I disegni di Roche e di Milne, veterani di questi personaggi, coniugano una ricerca dell’espressività dei volti e dei movimenti adatta a trasmettere emozioni umane con i design mecha di gusto più contemporaneo e “asiatico”, con figure slanciate e dinamiche ma tecnicamente plausibili.

Transformers: Robots in Disguise

La collana Robots in Disguise invece ambienta su Cybertron una sorta di thriller politico, tra giochi di potere e ambizioni personali, in cui la pace è solo di facciata e nasconde la violenza in cui hanno vissuto i suoi campioni fino a poche ore prima.

Ora che le fazioni non hanno più senso, il comando del pianeta è diviso tra tre robot: Bumblebee, Starscream, e Metalhawk.

Il primo è l’Autobot più capace di empatia verso il prossimo, ma anche quello meno credibile come leader, poiché durante tutta la guerra era ritenuto dai compagni una specie di mascotte; il secondo è l’ex-comandante dell’aviazione Decepticon, infido, traditore, e primo detrattore dei suoi compagni di un tempo; il terzo, invece, è il portavoce della fazione dei “non allineati”, tornato sul pianeta dopo un lungo esilio, e sempre pronto a pontificare sulla pace e l’abbattimento delle differenze mentre in segreto cova un forte rancore per chi ha permesso gli orrori della guerra.

Per garantire il delicato equilibrio della società i Decepticon di un tempo vengono tenuti segregati e sotto la costante minaccia di bombe impiantate nei loro corpi, pronte a detonare se si trasformano.

In questo precario sistema si muovono altri individui in cerca di potere o di vendetta, come Prowl, capo della sicurezza Autobot, che appare freddo e calcolatore ma in realtà non perde mai occasione di farla pagare ai vecchi nemici che durante la guerra lo hanno manipolato e costretto a servire tra i loro ranghi.

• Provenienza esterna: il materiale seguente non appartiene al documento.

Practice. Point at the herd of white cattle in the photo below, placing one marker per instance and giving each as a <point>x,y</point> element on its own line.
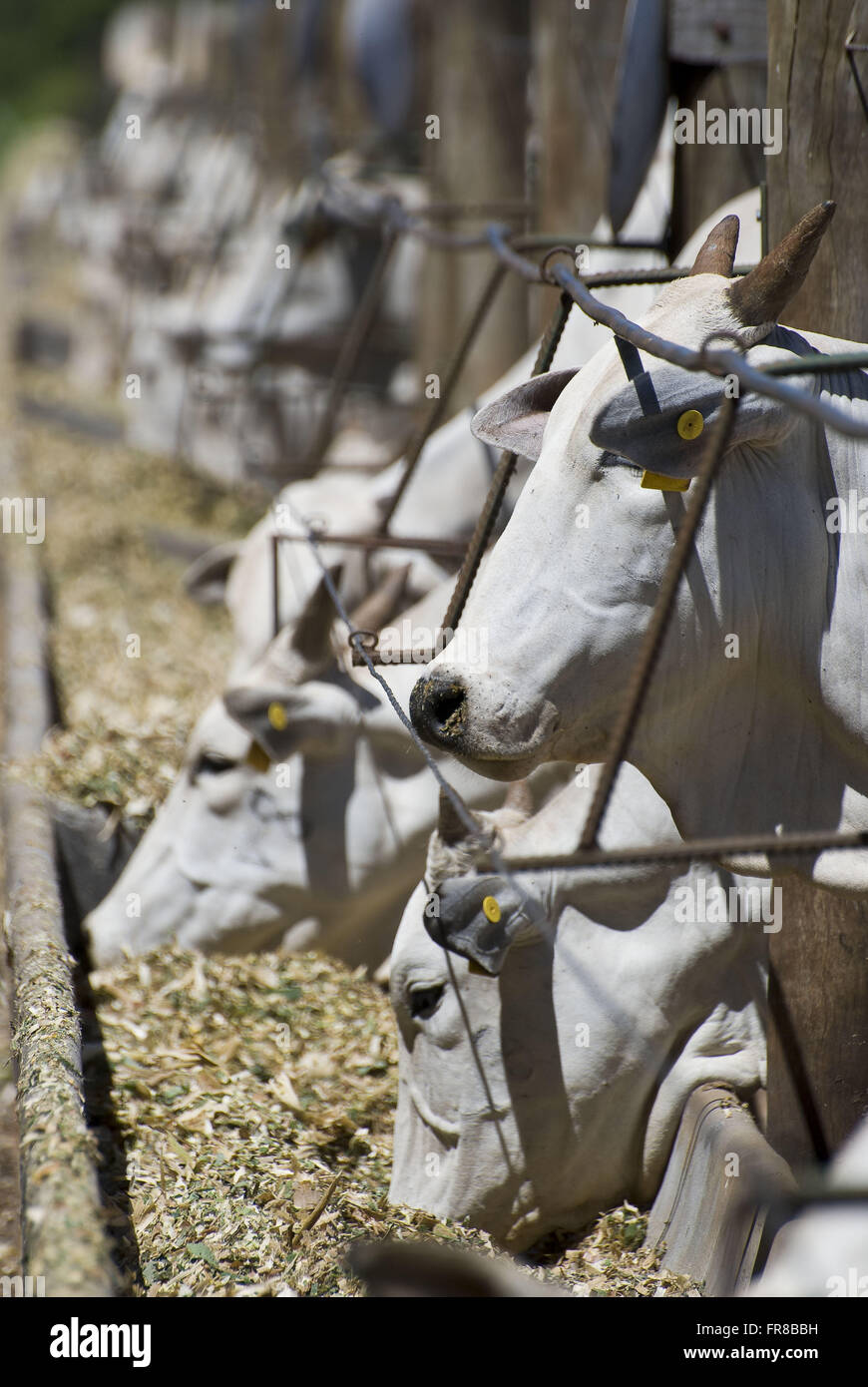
<point>545,1056</point>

I testi di John Barber, spesso improntati a stupire il lettore con colpi di scena, sono scorrevoli e danno vita a dialoghi in grado di coniugare bene un lessico ricco con una parlata realistica.

I disegni di Andrew Griffith sono più duri e spigolosi, di quelli di Roche e Milne, adatti alle massicce architetture aliene del pianeta natale dei Transformers, ma ogni tanto si alterna nei doveri di disegnatore anche con altri, tra cui Livio Ramondelli, autore di matite/chine/colori che con le sue tinte tenebrose e piene di ombre dà al racconto presente nell’ultimo numero pubblicato di questi fumetti dei Transformers una deriva orrorifica, quasi lovecraftiana.

Transformers ambisce fin da subito a collocarsi come un tassello prezioso del più ricco mosaico della grande fantascienza a fumetti, discostandosi una volta per tutte dallo schema trito e ritrito dei “giocattoli che fanno cose orribili gli uni agli altri” (la frase è di Orson Welles). Panini lo ha capito e ha posto in questa nuova testata una cura editoriale mai vista in precedenza per questi personaggi, andando per la prima volta a gratificare dei fumetti dei Transformers ricchi di contenuto con traduzioni e redazionali all’altezza.